Gilbert, who has authored many books, is normally
unafraid to wade into troubled waters but there is nothing
controversial about his account of the Somme. His intention is to
investigate, not the battle as a whole, but rather an aspect of it.
He does not dwell on the happenings at British Army Headquarters,
the part played by politicians during the various phases of the
campaign and why it was allowed to continue in spite of the
staggering losses. These topics have been amply covered in the past,
most recently by Prior and Wilson in their superb monograph, The
Somme.[1]
Nor does Gilbert involve himself in the ongoing dispute among
military historians about the generalship of Haig and his principal
subordinates, and whether the battle seriously degraded the German
army or was the ultimate symbol of folly and futility. Instead he
tells the story of the Somme through the eyes of hundreds
participants who fought face to face with the enemy. As these men
wrote down their observations or feelings, they had no way of
knowing the outcome or whether they would live through the battle.

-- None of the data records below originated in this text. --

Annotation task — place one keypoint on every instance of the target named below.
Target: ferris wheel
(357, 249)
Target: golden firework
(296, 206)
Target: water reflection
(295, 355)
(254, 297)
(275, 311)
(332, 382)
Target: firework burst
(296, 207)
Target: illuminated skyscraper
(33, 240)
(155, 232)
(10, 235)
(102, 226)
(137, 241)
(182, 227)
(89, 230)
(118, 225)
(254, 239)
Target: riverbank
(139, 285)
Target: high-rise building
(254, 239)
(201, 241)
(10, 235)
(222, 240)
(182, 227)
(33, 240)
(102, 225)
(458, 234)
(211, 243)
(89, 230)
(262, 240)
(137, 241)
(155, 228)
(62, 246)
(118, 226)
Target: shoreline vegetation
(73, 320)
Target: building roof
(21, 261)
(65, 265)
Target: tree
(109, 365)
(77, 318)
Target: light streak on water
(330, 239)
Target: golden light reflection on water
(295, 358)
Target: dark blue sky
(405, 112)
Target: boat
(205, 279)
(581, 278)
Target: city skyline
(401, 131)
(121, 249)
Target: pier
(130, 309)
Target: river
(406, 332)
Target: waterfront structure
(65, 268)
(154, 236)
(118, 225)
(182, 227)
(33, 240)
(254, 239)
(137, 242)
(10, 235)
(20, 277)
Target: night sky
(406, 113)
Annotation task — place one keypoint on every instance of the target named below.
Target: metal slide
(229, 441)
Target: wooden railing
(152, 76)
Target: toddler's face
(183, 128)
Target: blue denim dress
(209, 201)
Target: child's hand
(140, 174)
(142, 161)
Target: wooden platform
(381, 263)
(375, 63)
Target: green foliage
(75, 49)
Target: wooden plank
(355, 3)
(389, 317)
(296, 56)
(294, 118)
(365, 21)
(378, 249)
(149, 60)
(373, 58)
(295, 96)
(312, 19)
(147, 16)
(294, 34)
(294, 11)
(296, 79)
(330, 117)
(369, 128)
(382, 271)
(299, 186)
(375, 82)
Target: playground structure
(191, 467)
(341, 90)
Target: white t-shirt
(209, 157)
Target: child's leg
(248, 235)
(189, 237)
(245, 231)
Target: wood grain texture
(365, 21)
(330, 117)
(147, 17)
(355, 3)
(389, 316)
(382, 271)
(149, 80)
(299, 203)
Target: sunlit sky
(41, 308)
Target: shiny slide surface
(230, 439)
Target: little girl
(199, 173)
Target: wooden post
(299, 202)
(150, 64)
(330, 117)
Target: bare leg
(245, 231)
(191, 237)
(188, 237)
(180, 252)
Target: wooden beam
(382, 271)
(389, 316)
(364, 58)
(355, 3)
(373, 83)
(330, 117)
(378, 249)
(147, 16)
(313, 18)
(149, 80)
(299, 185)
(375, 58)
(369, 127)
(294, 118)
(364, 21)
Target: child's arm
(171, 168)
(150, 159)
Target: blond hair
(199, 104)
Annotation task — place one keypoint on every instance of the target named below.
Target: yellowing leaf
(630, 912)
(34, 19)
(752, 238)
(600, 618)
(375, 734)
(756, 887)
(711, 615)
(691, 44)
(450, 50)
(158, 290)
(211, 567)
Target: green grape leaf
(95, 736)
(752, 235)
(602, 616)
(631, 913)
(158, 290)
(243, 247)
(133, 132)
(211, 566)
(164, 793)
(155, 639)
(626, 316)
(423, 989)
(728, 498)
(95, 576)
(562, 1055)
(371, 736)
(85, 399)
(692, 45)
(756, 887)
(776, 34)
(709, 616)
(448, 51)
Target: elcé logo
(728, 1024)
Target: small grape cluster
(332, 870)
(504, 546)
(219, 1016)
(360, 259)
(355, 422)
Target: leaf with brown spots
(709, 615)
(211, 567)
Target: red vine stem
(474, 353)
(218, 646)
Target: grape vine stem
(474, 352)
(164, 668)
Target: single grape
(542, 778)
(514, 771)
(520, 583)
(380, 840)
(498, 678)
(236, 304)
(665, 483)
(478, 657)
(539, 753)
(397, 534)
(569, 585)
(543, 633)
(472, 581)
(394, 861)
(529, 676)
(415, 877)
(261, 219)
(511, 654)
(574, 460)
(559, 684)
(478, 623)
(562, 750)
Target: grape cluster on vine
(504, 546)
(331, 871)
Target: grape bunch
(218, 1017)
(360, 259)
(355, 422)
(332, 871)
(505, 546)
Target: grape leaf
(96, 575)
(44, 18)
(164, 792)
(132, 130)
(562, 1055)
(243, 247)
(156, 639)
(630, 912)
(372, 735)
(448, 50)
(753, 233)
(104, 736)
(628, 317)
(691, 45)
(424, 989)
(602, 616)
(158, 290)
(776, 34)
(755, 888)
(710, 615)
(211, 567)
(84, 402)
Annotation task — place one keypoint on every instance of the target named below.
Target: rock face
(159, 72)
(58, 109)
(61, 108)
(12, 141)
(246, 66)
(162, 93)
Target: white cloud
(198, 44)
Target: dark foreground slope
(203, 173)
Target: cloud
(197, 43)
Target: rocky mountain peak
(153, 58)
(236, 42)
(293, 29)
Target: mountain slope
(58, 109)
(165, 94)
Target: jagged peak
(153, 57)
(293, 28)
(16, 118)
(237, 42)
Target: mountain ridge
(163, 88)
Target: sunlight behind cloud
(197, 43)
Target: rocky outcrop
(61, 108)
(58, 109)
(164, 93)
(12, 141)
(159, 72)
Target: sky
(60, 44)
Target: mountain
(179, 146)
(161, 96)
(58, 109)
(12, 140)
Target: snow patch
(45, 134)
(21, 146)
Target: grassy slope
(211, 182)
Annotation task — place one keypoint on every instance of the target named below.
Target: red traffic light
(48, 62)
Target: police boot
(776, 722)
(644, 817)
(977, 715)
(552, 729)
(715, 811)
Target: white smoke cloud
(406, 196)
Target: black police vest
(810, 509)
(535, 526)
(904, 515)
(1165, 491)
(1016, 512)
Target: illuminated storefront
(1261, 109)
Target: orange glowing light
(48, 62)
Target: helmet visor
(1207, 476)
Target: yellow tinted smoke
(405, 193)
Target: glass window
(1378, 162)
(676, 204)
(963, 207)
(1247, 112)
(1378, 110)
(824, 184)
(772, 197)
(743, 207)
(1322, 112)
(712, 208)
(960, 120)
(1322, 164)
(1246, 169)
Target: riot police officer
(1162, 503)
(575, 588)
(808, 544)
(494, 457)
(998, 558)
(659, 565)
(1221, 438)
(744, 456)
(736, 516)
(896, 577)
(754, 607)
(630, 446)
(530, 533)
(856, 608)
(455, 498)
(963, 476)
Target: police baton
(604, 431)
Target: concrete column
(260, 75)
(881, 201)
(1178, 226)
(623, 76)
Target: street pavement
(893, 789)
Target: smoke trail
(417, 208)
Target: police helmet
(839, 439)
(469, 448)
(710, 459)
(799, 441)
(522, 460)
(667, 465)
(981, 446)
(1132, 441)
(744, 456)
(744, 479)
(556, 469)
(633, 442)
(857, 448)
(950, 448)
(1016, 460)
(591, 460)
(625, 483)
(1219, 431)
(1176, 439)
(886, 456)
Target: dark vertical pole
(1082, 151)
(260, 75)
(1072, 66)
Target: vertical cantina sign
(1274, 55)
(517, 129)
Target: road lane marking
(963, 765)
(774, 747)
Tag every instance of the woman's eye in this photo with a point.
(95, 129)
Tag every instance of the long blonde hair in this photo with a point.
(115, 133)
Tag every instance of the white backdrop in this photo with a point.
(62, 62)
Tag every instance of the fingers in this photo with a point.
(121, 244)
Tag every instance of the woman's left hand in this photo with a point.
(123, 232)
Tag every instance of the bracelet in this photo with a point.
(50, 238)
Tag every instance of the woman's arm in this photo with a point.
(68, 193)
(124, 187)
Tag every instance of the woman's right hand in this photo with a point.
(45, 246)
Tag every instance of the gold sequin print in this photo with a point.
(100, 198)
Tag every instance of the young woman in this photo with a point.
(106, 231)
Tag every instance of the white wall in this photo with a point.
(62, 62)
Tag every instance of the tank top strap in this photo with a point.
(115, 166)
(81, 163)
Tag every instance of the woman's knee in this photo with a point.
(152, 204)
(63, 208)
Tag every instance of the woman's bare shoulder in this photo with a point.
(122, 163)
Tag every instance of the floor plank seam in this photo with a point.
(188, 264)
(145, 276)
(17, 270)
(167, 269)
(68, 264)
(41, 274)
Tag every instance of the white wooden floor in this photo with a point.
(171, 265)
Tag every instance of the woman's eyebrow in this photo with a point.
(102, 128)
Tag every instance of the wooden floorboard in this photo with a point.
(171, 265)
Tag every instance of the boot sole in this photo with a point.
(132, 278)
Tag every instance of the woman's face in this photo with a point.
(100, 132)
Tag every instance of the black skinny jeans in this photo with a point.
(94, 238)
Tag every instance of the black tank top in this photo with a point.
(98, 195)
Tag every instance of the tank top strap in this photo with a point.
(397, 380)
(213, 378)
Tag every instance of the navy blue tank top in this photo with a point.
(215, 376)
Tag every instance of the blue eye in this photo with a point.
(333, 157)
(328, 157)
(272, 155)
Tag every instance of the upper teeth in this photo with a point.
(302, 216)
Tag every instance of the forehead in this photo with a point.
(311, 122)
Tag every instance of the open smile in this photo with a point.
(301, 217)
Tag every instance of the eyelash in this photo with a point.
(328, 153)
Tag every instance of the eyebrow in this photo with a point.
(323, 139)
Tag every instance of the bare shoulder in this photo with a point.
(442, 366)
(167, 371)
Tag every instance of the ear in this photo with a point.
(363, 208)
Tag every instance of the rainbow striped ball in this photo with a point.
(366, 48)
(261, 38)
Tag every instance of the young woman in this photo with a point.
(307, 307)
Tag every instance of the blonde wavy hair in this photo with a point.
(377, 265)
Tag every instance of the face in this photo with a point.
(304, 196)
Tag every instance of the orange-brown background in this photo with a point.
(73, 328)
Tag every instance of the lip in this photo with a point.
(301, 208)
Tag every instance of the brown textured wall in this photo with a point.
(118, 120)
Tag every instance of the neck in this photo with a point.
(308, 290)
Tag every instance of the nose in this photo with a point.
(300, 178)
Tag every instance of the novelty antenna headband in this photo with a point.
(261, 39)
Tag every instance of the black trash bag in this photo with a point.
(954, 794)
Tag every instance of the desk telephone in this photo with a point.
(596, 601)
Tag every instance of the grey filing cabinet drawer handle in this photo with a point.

Indeed, many of those quoted in the book did not survive. Gilbert
has gone to great lengths to give the names of the cemeteries in
which many lie or, if they could not be identified, the monument on
which their names are listed. A number of first-rate maps show the
location of the cemeteries.
Gilbert is an excellent writer, a clear thinker,
and a bear for research. His selection of contemporary accounts,
mostly British but a few German as well, cover many facets of the
experience of battle—such as the daily life of front-line soldiers
when not in action; infantrymen witnessing the wholesale slaughter
of their friends; the execution of soldiers for supposed acts of
cowardice; and airmen engaged in dogfights or dropping bombs on
enemy targets. Interwoven with diary entries and letters are a
number of photographs and a series of outstanding maps depicting the
fighting over the course of the campaign. No other account of the
battle, not even Malcolm Brown’s,[2]
has conveyed the distant painful events with such intimacy.
The book, however, is not without flaws. There
are at least two factual errors. Gilbert identifies Donald Hankey, a
second lieutenant in the 1st battalion, Royal Warwickshire who was
killed leading his platoon, as the son of Sir Maurice Hankey, then
secretary of the War Committee (216). In fact, Donald Hankey was the
brother of Sir Maurice. Then too Gilbert indicates that the Somme
“prevented the Germans from transferring troops to where they were
badly needed on the Russian and Rumanian fronts” (257). As it
happened, the Germans reinforced the Russian front by sending nine
divisions from the west in July and August, plus five more between
August and October to deal with the Rumanians. But my main criticism
is with the structure of the book. At the outset Gilbert neglects to
lay out the battle plan in detail and the role of each local
commander. As a result, the general reader has no idea of the
connection between the individual actions and how their objectives
fit into the larger picture. Moreover, Gilbert frequently provides
brief biographies of the individuals he quotes and, if they happened
to have fallen at the Somme or elsewhere, the location of their
graves. Such information is interesting to the readers and
particularly useful to those who wish to pay their respects at the
gravesides, but it also interrupts the flow of the narrative. A more
appropriate place for it would have been an appendix.
For the general reader who wants to know how it
felt for the men who did the fighting, Gilbert’s book is the single
best account yet written. Still, for all its virtues, it falls short
of what I expected of someone of Gilbert’s stature.